DevEx flow with integrated governance
To avoid hindering developer experience (DevEx), policy checks should occur at every stage:
- IDE/Local: extensions (VSCode, IntelliJ) validate IaC and alert about violations before commit (e.g., forbidden region, missing tag).
- CI/CD (pre-merge): a dedicated job (policy-test) runs Conftest/OPA/Azure CLI Policy and blocks non-compliant PRs with clear messages.
- Admission Controllers (Kubernetes): Gatekeeper or Kyverno deny invalid deployments (unauthorized image, improper ports) and can mutate resources to fix patterns.
- Runtime Cloud: Azure Policy, AWS Config, etc., continuously audit; compliance dashboards show status and facilitate quick remediation.
FinOps best practices
According to the FinOps Foundation, best practices include:
- Mandatory tags: owner, costCenter, environment, basis for cost allocation and accountability.
- SKU/environment limits: restrict VM types and SKUs (avoid surprises in dev/staging).
- Automatic shutdown: stop dev/sandbox resources after hours (Azure Automation/Runbooks/Stop schedules).
- Budgets and alerts: set budgets (e.g., 80% of forecast) and attach alerts to the pipeline; fail deployments when limits are exceeded.
- Visibility and analytics: export costs to Analytics/Power BI; use Azure Cost Management/AWS Cost Explorer for FinOps dashboards.
Example: an Azure Landing Zone already comes with mandatory tagging and budgets as part of the foundation.

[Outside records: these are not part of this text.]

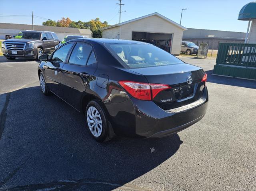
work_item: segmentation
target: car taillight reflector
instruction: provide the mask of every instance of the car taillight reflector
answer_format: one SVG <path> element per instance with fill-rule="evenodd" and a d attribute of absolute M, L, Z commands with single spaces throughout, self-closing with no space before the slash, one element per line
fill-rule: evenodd
<path fill-rule="evenodd" d="M 152 90 L 152 99 L 162 90 L 171 88 L 169 85 L 165 84 L 150 84 Z"/>
<path fill-rule="evenodd" d="M 203 77 L 203 78 L 202 79 L 202 80 L 201 81 L 206 82 L 207 80 L 207 74 L 206 73 L 205 74 L 204 74 L 204 77 Z"/>
<path fill-rule="evenodd" d="M 161 91 L 171 87 L 165 84 L 120 81 L 120 85 L 132 96 L 140 100 L 152 100 Z"/>

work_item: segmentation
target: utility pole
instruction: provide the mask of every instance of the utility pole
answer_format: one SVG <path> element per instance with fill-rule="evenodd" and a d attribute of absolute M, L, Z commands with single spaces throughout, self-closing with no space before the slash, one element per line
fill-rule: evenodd
<path fill-rule="evenodd" d="M 34 30 L 34 21 L 33 20 L 33 11 L 32 12 L 32 28 Z"/>
<path fill-rule="evenodd" d="M 122 4 L 121 3 L 122 0 L 118 0 L 118 1 L 120 2 L 119 3 L 117 3 L 117 5 L 119 5 L 120 8 L 119 8 L 119 23 L 121 22 L 121 5 L 124 5 L 124 4 Z"/>
<path fill-rule="evenodd" d="M 181 10 L 181 15 L 180 16 L 180 25 L 181 24 L 181 18 L 182 18 L 182 12 L 183 12 L 183 10 L 186 10 L 188 9 L 182 9 Z"/>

Policy deployment strategy
When adopting PaC and governance policies, do a gradual and iterative rollout:
Audit → Warn → Block → Remediate: start by monitoring (Audit mode) to understand impacts without interrupting processes. Then move to visible warnings, and only then to Deny or Modify actions. Active communication between IT and DevOps teams is crucial at each phase.
Quick wins: start with simple, high-impact policies like deployment region and mandatory tags. They're easy to understand and will yield quick results. As confidence grows, evolve to more critical rules.
Clear messages: policies should have obvious descriptions. Generic errors like "Policy Failed" are not helpful – prefer specific feedback ("Invalid region: use East US or West Europe").
30/60/90 day plans: many teams define maturity timelines. For example, in 30 days inventory desired policies and enable audit mode, in 60 days integrate tests in CI and use admission controllers in staging, and in 90 days enable blocks in production for critical rules and automate remediations. Thus, governance becomes a continuous enabler, not an emergency obstacle.
Integrating Policy-as-Code into platform engineering turns governance into an ally, not a bottleneck. When security, compliance, and cost policies are incorporated into daily life in an automated way, they become invisible to the user – the team just sees the “rules of the game” working in the background. As a result, teams deliver faster and with less risk: there is no longer a “no team” blocking requests, but rather automatic guidance that steers development.